Wild Style: 25th Anniversary Edition

Words Daddy Bones

album cover

Metrodome

The incredible impact that Wild Style had on its first release could never be repeated, but it remains hip hop’s ultimate must-see visual document, capturing priceless snatches of New York’s B-Boy scene as it was about to explode outward. Wherever in the world the film was shown, kids could be found the next day trying to scratch records, pop The Caterpillar, write rhymes and steal spraypaint; not since 1955’s The Blackboard Jungle has a film so jolted the youth.

Using real artists and performers as his cast, Charlie Ahearn - abetted by the inimitable Fab Five Freddy - conceived a raw, low-budget fictional feature that would expose the astonishing new phenomena he’d been witnessing on the streets in the late 70s. Yes, the acting is stilted, the photography and editing are cruddy, and the plot, centred largely on graf writer Lee Quiñones’ broken romance, is daft - but had it been made as a straight-laced documentary, Wild Style might not really have been the same beast at all. Classic, much-sampled scenes like the shotgun stick-up, Double Trouble’s stoop rap, the Cold Crush-meets-Fantastic basketball stand-off and the emcee battles are all the more lovable as staged set pieces.
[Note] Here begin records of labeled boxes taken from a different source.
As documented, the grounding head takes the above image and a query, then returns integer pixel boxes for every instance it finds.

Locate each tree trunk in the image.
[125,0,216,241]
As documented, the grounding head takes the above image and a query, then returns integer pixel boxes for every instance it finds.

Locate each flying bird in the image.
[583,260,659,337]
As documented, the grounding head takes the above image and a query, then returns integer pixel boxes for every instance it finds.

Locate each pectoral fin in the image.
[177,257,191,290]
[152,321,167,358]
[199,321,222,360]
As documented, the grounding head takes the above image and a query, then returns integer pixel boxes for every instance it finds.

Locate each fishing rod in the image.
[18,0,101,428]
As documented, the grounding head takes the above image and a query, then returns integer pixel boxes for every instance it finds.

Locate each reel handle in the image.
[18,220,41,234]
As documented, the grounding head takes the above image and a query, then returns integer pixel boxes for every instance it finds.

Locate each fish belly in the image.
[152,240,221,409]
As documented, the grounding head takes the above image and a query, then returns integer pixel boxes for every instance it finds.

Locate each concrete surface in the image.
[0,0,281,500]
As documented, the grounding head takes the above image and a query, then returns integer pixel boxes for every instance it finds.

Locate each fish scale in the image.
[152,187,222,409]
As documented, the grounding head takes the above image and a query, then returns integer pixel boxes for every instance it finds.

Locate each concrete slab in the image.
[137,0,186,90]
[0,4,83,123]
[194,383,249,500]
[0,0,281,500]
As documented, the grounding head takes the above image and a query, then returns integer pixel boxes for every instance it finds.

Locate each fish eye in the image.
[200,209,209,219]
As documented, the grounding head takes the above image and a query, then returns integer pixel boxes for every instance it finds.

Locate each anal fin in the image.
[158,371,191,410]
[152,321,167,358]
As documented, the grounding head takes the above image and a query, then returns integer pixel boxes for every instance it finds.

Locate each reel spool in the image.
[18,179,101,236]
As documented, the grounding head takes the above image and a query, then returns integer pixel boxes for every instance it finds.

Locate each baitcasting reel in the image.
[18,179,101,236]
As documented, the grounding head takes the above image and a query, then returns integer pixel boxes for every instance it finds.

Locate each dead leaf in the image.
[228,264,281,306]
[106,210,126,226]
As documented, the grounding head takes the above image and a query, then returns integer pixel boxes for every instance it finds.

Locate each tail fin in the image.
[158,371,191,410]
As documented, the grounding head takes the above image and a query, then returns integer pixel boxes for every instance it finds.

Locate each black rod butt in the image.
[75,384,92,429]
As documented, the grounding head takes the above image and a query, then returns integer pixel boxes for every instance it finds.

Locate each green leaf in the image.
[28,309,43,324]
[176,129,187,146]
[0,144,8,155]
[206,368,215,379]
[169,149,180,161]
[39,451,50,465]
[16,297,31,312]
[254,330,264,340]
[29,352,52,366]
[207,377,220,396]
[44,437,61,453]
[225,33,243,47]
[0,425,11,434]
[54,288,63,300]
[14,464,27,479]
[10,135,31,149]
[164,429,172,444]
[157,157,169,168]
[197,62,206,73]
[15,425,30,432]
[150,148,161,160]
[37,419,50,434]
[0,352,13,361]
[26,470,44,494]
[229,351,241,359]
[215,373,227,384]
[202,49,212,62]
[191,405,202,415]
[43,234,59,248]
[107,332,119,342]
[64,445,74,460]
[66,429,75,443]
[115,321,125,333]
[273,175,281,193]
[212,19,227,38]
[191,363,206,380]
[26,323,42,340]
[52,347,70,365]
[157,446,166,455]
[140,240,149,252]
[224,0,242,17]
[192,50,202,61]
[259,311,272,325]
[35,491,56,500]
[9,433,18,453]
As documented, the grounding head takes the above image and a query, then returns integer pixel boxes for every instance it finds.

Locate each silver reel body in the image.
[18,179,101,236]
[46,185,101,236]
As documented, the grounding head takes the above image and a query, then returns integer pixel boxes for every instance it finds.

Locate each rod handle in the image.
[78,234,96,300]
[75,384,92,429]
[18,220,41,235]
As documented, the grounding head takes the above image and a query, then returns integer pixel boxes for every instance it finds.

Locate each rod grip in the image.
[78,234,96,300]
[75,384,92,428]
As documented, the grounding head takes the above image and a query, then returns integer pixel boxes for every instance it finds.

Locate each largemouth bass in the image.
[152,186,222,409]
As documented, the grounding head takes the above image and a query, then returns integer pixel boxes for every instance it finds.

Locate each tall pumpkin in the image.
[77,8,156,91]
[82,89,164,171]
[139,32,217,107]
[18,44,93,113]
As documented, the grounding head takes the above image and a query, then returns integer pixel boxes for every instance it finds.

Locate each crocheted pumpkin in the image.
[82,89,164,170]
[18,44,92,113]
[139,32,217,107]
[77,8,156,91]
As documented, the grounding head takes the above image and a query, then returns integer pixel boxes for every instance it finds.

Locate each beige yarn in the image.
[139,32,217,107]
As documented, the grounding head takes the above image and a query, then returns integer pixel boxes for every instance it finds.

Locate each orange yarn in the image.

Wild Style ‘virgins’ should also note that almost everyone in the film is smiling; that was Hip hop before crack cocaine, folks. Sadly, the film’s most cherished spectacle, Grandmaster Flash cutting up breaks in his dingy kitchen, has not had its original soundtrack restored from previous DVD releases (it was messily redubbed, as outrageous sample clearance costs could not be met) but for this issue the extras make up for this oversight. The recent interviews with Ahearn and the main characters are honest and revealing, and we’re also treated to some brilliant new featurettes; footage of the 20th anniversary jam at the East River Amphitheatre, a visiting Tanzanian emcee battling Grandmaster Caz in a Bronx barber’s chair as the broom boy beatboxes, and Busy Bee merrily striding round his neighbourhood, rapping at bemused locals through a megaphone. Accompanying the DVD are an expanded double CD soundtrack and rather handsome book - essential and highly recommended, respectively.